The dog’s needs do NOT go in front of you or the baby, it’s a dog, not a human. Yes, you need to ensure it’s cared for but it does not get to go all around the house spreading germs and grossness everywhere if it bothers you. Your DH is essentially saying the dog is more important than you by ignoring your concerns which are real and valid even if he doesn’t agree. He’s being a shitty partner by disregarding this and you e put up with it long enough.

Create a space for the dog outside the normal living areas as you have suggested.

If this bothers you as much as it sounds like (it would bother me too), your DH is disrespecting you and you may find over time things like this add up and negativity affect your relationship over time.

GreytExpectations · 05/06/2020 21:57

[quote fluffyslippersplease]@MarchSurprise thank you for some actually helpful advice [/quote]
Plenty of posters have suggested the vets and thinking about food. You are just ignoring the ones who are calling you unreasonable. Why bother posting if you think people who disagree with you are out for a "witch hunt"?

Pickles89 · 05/06/2020 21:58

Swap out 'dog' for 'MIL', read it to yourself and see how you come across.
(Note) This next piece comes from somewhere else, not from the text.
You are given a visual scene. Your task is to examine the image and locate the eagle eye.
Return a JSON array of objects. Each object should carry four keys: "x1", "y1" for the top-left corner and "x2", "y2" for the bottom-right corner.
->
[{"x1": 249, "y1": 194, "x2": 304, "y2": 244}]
KitchenConfidential · 05/06/2020 21:59

I’d be definitely trying A better food with less filler in it.
www.allaboutdogfood.co.uk/dog-food-reviews/0019/harringtons-adult-complete

GreytExpectations · 05/06/2020 22:00

The op is not suggesting giving away this dog just limiting where the dog is in the house.

Maybe read the actual OP properly instead of rewriting it to suit what you want it to say? The OP is not limiting where the dog goes, she wants to keep it locked away in a room with zero access to the remainder of the house. That's an awful way to treat the dog. Also how do people not care about humans? The dog does not pose a health risk to humans.

fluffyslippersplease · 05/06/2020 22:01

@Runtowintowalk no it's not great but if it meant my baby was safer then I'd have to put up with it. I don't imagine me having much free time once baby arrives anyway.
People seem to be fixating on dogs general hygiene but I don't believe that it's normal to have green gunge. This is what I'm worried about. I don't know what is in that fluid. The poster who suggested paying for swabs had a good idea. If I knew what exactly it was I might feel better. I am also worried about the dog being in pain. Dh just seems to have taken it that not much can be done

OP posts:
leolion1 · 05/06/2020 22:01

You could have referred to your stepchild as they and not it. Jesus Christ.
The dog was there before you. Looks like you'll just have to suck it up.
Poor dog and poor step child having to put up with you.

justasking111 · 05/06/2020 22:02

I would deffo. see the vet and get some tests done, the gunky eyes is not normal in an old dog nor the shedding of skin. The diet may be an issue. The dog may have hay fever type issues. My old boy is 15 a bit stiff so he has arthritis pills, has an ear issue spaniel but we have something for that when the need arises. You will have to go with OH and be firm at vets.

Glowcat · 05/06/2020 22:02

’Swap out 'dog' for 'MIL', read it to yourself and see how you come across.’